Folded Line Chart of 2017 Folded Line Chart of 2018 Folded Line Chart of 2019 Folded Line Chart of 2020 Folded Line Chart of 2021

  • Question: How does the number of taxi orders vary in a week? How does the average number of passengers per order vary in a week?

  • Analysis: From the ten graphs above, the trend in the number of taxi orders is consistent, as well as the trend in the average number of passengers per order.

    • The number of orders increases linearly from Sunday to Friday, falling back to the same level as Tuesday on Saturday, which indicates that people take taxi trips most frequently on Thursday and Friday. The result could come from two reasons: one could be that New Yorkers are more willing to go out on Thursday and Friday, and the second could be that New Yorkers are more willing to choose to take a taxi on Thursday and Friday.
    • The trend of the change of the single average number of passengers from Monday to Sunday shows that Saturday and Sunday are the high periods of multi-person carpooling, which is reasonably presumed to be due to the higher chance of traveling in a group due to the holiday weekend.
  • Conclusion:

    • New Yorkers have the highest demand for taxi rides on Fridays and Thursdays.
    • New Yorkers have the lowest demand for taxi rides on Sundays.

Monthly order numbers in 2017-2021

Folded Line Chart of 2017 Folded Line Chart of 2018 Folded Line Chart of 2019 Folded Line Chart of 2020 Folded Line Chart of 2021

  • Question: How does the number of taxi orders vary by month?

  • Analysis: From the first three graphs above, we can see that before the Covid-19 pandemic, the number of monthly orders was relatively consistent. However, during the pandemic, everything has changed.

    • From 2017 to 2019, the number of orders increased sharply from February and peaked in March, indicating that New Yorkers are more willing to go outside when Spring comes. Moreover, the number of orders hit rock bottom in August, which may result from relatively hot weather. Also, maybe due to the cooler climate, New Yorkers are more willing to travel, and the number of orders reached a small peak in October.

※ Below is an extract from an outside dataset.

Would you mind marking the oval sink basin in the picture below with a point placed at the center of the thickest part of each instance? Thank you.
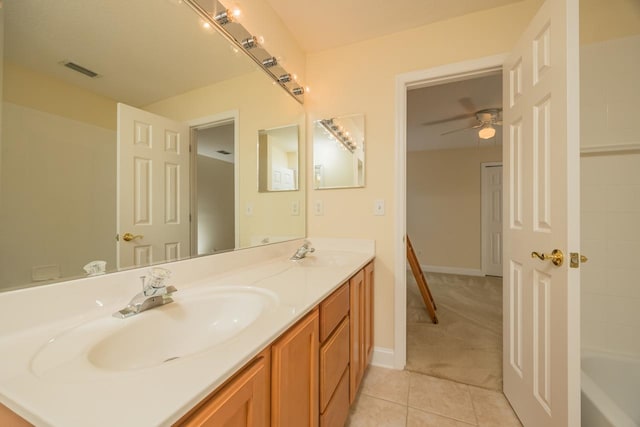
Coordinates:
(194, 322)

    • In 2020, due to the outbreak of the Covid-19 pandemic, the number of orders fell off a cliff in February 2020, bottomed out in April, and then slowly rebounded.

    • In 2021, as vaccines emerged and the Covid-19 pandemic moved toward an end, New Yorkers were more willing to go out, and orders picked up to a greater extent than in 2020.

  • Conclusion:

    • New Yorkers have the highest demand for taxi rides in March.
    • New Yorkers have the lowest demand for taxi rides in August.
    • The covid-19 pandemic has enormously impacted the taxi industry in New York City.

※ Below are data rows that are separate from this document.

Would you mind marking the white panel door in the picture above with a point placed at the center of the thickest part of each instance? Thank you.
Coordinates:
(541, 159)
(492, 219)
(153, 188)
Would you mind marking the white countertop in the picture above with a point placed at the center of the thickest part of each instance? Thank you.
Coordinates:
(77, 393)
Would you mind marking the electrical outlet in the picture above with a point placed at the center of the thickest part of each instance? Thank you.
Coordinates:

Annual order numbers in 2017-2021

Folded Line Chart of 5 years

  • Question: How does the number of taxi orders vary by year?

  • Analysis: By counting the total number of orders from 2017 to 2021, a surprising fact was found that there were 12124634 orders in 2017, 10794349 in 2018, 86982175 in 2019, and only 24108787 in 2020, 29018811 in 2021.

    • After plotting the data as a folded line graph, it is easy to see that from 2017 to 2019, the total number of orders decreased yearly. However, the decline was not very significant. Probably, the decline was because the global economy shrinks every year, and New Yorkers chose cheaper public transportation, such as the subway, instead of taxis for travel in order to save money.

    • In 2020, due to the initial outbreak of the Covid-19 pandemic, the lives of New Yorkers were significantly affected, and the total number of taxi orders dropped quite dramatically to about a quarter of what it was in 2019. The decline may be related to the fact that new Yorkers responded to the government’s call to work and study at home and minimize non-essential travel. In addition, because of the economic impact of the new crown, citizens may have even less money to spare and are increasingly less likely to choose taxi travel.

    • In 2021, as the impact of the Covid-19 epidemic shrunk, people gradually returned to going out. As a result, the total number of orders rebounded slightly but still less than 35 percent of the pre-pandemic 2019 level.

    • The same trend can be seen in the heat map above.

  • Conclusion: The covid-19 pandemic has enormously impacted the taxi industry in New York City.